Watts Roost produced several popular proprietary blends containing the French-American hybrid varieties it grew. It also did a good job with its red varietal wines.
is the new wine
Watts Roost may be closing, but it had a part in the opening of the state’s first cidery. Hawk Knob Cidery and Meadery leased space at the Watts Roost winery to start up its operation. The cidery will also utilize the winery tasting room for at least the next three years. Later, Hawk Knob may move to its own facility at a to-be-determined location.
The cidery is owned and operated by long-time friends Josh Bennett and Will Lewis. From years of making cider at home, they developed a passion for tradition and experimentation. Both men have horticulture degrees so we can expect big things from them in regards to fruit growing and selection. Bennett has his own apple orchard near Hillsboro, WV, but he will also sources fruit from other orchards in the region, such as Morgan Orchard, in nearby Monroe County, WV. So they can ramp up their mead production, the men are seeking additional local honey suppliers.
Hawk Knob will specialize in dry ciders and dry meads, made primarily from locally- and regionally-sourced apples and honey. Many of their products will be barrel aged. They will also have a wild fermented cider and a hopped cider. Expect inventive uses of other fruits added to some of the ciders and meads.
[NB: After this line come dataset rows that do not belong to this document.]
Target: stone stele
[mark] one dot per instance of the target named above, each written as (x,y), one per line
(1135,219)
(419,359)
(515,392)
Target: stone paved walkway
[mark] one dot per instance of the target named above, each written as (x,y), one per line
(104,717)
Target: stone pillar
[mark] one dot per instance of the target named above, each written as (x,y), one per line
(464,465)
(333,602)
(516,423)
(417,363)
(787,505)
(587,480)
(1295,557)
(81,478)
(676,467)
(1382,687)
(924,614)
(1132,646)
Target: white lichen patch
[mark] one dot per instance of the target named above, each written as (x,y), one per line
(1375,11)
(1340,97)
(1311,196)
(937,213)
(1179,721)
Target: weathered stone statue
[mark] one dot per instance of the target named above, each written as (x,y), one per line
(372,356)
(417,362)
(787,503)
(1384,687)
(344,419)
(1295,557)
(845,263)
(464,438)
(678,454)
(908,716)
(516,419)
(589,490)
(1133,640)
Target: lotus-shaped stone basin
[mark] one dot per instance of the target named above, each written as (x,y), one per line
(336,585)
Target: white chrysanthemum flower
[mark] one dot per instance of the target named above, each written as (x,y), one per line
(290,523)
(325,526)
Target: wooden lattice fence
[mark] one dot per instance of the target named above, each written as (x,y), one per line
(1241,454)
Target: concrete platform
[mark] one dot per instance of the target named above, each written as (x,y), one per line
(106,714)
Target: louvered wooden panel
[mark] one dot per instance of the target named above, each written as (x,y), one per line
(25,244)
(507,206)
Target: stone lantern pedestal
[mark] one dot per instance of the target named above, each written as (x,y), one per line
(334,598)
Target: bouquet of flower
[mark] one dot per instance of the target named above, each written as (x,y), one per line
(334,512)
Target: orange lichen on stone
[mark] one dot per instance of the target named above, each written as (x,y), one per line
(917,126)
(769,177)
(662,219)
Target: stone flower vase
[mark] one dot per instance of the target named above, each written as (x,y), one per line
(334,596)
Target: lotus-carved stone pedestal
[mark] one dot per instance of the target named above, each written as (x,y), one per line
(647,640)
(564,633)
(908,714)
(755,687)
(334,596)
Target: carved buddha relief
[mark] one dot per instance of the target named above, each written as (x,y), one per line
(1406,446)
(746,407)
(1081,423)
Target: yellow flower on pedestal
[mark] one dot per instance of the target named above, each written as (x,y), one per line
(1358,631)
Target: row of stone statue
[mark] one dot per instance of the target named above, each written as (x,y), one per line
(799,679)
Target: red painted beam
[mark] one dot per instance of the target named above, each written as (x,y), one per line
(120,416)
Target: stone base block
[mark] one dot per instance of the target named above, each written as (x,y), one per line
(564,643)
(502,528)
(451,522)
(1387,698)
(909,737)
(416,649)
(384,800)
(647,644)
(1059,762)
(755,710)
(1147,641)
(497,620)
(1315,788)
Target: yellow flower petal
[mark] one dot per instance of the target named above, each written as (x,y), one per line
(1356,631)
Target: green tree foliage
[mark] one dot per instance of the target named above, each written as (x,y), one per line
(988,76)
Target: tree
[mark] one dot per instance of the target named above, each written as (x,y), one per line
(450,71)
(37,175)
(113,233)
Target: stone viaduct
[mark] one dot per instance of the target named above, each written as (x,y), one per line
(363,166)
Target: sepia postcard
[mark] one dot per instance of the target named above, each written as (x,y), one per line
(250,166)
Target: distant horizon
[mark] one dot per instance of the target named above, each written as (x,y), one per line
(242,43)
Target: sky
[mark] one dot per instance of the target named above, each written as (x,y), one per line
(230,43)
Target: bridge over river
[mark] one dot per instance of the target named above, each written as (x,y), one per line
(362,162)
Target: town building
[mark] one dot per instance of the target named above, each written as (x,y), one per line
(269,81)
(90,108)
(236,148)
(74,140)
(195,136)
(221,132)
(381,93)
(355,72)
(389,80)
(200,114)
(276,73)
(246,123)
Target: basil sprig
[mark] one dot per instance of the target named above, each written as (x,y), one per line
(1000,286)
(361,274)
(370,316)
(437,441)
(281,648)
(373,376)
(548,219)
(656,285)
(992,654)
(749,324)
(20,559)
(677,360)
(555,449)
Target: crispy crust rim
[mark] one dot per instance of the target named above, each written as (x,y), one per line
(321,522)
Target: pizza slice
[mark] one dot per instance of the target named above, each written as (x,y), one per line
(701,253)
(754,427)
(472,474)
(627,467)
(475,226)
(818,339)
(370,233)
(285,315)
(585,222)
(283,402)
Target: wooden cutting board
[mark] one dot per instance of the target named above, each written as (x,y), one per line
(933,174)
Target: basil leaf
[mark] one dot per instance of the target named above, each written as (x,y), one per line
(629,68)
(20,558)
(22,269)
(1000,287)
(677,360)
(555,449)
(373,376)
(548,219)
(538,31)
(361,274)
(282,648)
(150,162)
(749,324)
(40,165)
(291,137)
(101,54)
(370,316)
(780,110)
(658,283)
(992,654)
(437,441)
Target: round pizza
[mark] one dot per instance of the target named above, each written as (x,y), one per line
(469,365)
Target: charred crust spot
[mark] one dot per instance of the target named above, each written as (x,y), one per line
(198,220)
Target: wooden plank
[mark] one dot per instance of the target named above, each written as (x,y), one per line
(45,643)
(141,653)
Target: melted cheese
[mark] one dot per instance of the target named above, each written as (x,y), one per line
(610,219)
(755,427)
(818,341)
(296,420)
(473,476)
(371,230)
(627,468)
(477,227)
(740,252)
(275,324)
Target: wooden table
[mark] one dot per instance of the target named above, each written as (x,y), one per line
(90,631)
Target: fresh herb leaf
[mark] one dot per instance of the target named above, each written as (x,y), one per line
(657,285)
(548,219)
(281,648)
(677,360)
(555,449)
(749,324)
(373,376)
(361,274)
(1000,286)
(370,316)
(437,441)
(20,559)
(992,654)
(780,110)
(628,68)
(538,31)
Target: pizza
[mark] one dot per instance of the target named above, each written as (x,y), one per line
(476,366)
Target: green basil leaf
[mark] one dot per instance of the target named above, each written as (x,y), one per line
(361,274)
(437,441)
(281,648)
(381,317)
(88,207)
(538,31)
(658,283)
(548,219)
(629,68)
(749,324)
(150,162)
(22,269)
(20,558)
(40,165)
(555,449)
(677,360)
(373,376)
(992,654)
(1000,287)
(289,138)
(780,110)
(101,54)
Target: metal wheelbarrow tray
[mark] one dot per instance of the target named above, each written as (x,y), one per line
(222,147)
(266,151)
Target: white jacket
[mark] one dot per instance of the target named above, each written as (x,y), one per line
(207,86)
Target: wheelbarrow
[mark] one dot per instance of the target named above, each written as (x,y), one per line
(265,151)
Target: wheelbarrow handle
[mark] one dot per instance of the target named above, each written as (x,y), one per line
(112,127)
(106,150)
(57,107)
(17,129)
Their first product should be in the market by October 2105. Look for it to first appear at restaurants in the Greenbrier County area.
Farm wineries a tough business
The two winery closings goes to show that vineyard farming in West Virginia is a tough business that relatively few people are cut out for. It’s hard physical work and the weather is far less than ideal for grape growing. Producing quality wine grapes in the West Virginia mountain climate and soils is difficult at best.
Almost no owners of our small farm wineries depend solely on income from wine sales to make their livings. In order to make ends meet, most have to purchase a large percentage or their grapes/juice from growers outside the area.
Cideries, on the other hand, are much better suited to the mountain regions. Most good cider-apple varieties thrive in mountain climates. A mountain orchard tends to produce a nice tart, crisp apple.
Of course, apple trees, like all fruit trees, will have their ups and downs with production. They are susceptible to late frosts, but siting them on hilltops with good airflow helps reduce that risk. By using several orchards locations (different microclimates), cider apple producers better ensure a crop ample to meet their needs each year.